Kevin Scott umreißt damit seinen ganzheitlichen Ansatz, der sich deutlich von der eher technischen Herangehensweise vieler Mitbewerber unterscheidet. Messen ja, daran führt natürlich kein Weg vorbei. Doch ihm geht es vor allem ums Hören unterschiedlicher komplexer Musik. Dabei greift er auf einen 30-jährigen Erfahrungsschatz beim Bewerten und Kombinieren von Bauteilen zurück und beschreibt sein Entwicklungsziel als bruchlose Integration sämtlicher Komponenten zu einem Ganzen, das sich am Ende aus dem akustischen Bild herausnimmt. 1990 gründete Scott, bekennender Röhren- und Hornlautsprecher-Liebhaber, seine Firma Living Voice und brachte im Jahr darauf mit dem „Air Partner“ seinen ersten DreiWege-Vollbereichs-Hornlautsprecher auf den Markt.

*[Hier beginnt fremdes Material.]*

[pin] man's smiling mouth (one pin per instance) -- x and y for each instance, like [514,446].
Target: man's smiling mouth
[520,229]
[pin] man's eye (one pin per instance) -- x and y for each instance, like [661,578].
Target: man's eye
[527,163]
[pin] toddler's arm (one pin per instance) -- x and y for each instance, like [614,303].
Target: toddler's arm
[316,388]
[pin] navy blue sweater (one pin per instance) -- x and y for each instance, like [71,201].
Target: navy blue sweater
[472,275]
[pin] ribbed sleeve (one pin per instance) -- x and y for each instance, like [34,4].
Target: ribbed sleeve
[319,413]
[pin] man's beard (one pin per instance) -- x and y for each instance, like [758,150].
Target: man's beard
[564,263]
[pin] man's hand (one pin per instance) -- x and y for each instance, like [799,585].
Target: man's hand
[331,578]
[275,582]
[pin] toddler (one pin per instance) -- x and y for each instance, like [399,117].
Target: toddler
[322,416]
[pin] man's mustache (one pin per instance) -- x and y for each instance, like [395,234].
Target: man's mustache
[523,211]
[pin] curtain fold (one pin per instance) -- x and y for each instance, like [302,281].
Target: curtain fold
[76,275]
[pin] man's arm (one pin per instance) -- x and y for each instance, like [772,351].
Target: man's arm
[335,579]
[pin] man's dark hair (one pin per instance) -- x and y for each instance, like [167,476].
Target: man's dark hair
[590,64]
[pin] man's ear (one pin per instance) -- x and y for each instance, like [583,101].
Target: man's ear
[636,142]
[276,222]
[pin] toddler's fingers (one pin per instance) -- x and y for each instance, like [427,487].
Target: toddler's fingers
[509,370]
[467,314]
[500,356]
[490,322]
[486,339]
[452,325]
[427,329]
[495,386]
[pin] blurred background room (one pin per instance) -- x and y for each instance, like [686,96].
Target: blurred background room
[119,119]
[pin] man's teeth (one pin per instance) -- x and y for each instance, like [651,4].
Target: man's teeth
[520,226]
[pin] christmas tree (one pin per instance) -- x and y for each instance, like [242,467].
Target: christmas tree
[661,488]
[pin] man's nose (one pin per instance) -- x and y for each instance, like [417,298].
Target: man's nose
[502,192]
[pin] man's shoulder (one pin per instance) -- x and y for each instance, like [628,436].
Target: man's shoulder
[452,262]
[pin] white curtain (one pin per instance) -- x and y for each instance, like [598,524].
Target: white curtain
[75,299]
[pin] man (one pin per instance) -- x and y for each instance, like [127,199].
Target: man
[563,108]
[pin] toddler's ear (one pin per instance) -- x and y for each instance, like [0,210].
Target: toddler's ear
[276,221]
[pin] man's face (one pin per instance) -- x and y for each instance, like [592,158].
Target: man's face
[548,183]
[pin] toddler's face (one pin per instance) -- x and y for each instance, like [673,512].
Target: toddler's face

Lautsprecher Stereo Living Voice Auditorium R25 Anniversary im Test, Bild 2Lautsprecher Stereo Living Voice Auditorium R25 Anniversary im Test, Bild 3Lautsprecher Stereo Living Voice Auditorium R25 Anniversary im Test, Bild 4Lautsprecher Stereo Living Voice Auditorium R25 Anniversary im Test, Bild 5Lautsprecher Stereo Living Voice Auditorium R25 Anniversary im Test, Bild 6Lautsprecher Stereo Living Voice Auditorium R25 Anniversary im Test, Bild 7Lautsprecher Stereo Living Voice Auditorium R25 Anniversary im Test, Bild 8Lautsprecher Stereo Living Voice Auditorium R25 Anniversary im Test, Bild 9
Weil ihm aber klar war, dass er mit großen Hörnern alleine seine Brötchen nicht würde verdienen können, stellte er ein Jahr später mit der AuditoriumSerie seine Brot-und-Butter-Linie vor. Als englischer Vertrieb von Kondo-Elektronik hatte er ideale Verstärker zur Hand, die Artefakte verstärkerseitig praktisch ausschlossen.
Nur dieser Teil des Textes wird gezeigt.